French manufacturing output starts 2023 on the back foot weighed by transport goods
French manufacturing production fell 1.8%M/M in January to fall 0.9% below the Q4 average. The weakness was due not least to a steep drop of 6.7%M/M in transport equipment, with autos and related items down 2.6%M/M but other transport items down 9.5%M/M. Exports of machinery and other equipment provided some support, up 1.0%M/M thanks not least to growth in computers and other electronic goods, with clothing and textiles also up 1.0%M/M. Beyond the manufacturing sector, following weakness in December construction output rose a modest 0.2%M/M. But mining, energy and other utilities fell 3.0%M/M, and so overall industrial production (excluding construction) fell 1.9%M/M to be 0.3% below the Q4 average. With the French manufacturing output PMI having dropped in February to a five-month low of just 45, and the similar INSEE survey indices underwhelming, risks of a contraction in French IP over the first quarter as a whole appear significant.
Euro area PPI inflation likely to have fallen back amid lower energy prices
After the upside surprise to yesterday’s flash CPI estimate, and particularly worrying jump in core inflation, this morning will bring more insight into goods price pressures in the euro area at the start of the year, with the release of PPI figures for January. These are expected to reveal a fifth consecutive drop in the annual growth rate, likely to its lowest reading in sixteen months. The final services and composite PMIs are also due and expected to align with the flash release, which showed that the euro area services activity PMI rose 2.2pts to 53.0, thanks to a resurgence in consumer-facing activities such as tourism and recreation. Indeed, the Spanish indices, just released, saw the services PMI jump 4pts in February to 56.7, the highest for ten months, to leave the composite output PMI (55.7) trending some 4½pts above the Q4 average and consistent with a solid expansion in Q1. Meanwhile, revised Italian Q4 GDP data will the first official expenditure breakdown.

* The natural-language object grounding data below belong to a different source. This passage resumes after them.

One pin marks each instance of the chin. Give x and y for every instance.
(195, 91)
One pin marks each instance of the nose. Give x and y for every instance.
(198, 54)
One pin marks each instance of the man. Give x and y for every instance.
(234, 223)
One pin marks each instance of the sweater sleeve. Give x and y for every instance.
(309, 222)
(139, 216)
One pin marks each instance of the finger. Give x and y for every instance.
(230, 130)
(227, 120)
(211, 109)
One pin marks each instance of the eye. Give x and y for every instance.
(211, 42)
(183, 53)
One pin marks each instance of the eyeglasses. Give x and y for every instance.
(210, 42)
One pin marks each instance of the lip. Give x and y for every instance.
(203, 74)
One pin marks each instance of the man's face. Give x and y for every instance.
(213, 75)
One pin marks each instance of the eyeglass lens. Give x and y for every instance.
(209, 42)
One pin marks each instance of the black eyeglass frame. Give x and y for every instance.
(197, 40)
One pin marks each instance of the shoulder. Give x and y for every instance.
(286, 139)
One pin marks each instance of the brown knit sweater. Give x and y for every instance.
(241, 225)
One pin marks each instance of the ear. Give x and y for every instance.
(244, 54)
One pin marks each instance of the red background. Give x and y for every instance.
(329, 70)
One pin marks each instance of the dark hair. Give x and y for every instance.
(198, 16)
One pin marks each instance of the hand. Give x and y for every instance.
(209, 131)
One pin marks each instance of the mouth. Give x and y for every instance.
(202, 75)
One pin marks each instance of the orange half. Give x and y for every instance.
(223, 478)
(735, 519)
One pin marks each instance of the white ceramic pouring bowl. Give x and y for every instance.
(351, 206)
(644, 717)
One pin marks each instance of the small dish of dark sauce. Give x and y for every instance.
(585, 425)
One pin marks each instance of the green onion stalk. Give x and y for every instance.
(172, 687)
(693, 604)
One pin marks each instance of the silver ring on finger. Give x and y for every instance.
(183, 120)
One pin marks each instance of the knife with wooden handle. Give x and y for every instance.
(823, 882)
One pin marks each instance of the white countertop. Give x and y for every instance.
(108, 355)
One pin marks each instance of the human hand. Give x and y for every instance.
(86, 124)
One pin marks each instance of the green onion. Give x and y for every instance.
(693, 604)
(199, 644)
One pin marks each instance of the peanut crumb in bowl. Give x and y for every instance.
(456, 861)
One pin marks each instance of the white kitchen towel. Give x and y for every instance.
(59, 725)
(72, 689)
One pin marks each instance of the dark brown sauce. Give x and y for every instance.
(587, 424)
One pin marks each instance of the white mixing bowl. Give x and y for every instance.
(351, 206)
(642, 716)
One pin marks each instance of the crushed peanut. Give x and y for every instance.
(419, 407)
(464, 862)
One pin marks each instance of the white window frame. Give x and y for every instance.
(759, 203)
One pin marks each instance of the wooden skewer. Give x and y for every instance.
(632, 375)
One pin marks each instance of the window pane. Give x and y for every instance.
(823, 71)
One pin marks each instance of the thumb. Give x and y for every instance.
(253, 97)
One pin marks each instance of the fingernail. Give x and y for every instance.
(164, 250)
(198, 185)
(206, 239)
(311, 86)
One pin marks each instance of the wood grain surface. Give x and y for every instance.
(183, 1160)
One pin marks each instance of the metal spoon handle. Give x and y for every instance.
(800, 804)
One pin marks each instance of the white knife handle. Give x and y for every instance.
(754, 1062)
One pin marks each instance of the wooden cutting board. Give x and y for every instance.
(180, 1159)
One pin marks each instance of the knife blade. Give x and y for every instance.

Final UK PMIs to confirm a notable rebound in services activity in February
The final February services and composite PMIs from the UK are expected to confirm the signal from the flash estimates of a notable rebound in services activity, with the flash index having leapt 4.6pts to an eight-month high of 53.3. With the final manufacturing output index having been revised slightly lower, we might well see the headline composite PMI downwardly revised slightly from 53.0, albeit still implying surprisingly solid expansion last month.
US services ISM set to moderate but remain consistent with a respectable pace of growth
In the US, today will bring the services ISM survey for February. While the headline activity index likely slipped back, it is expected to remain consistent with a respectable pace of growth, amid still solid domestic demand.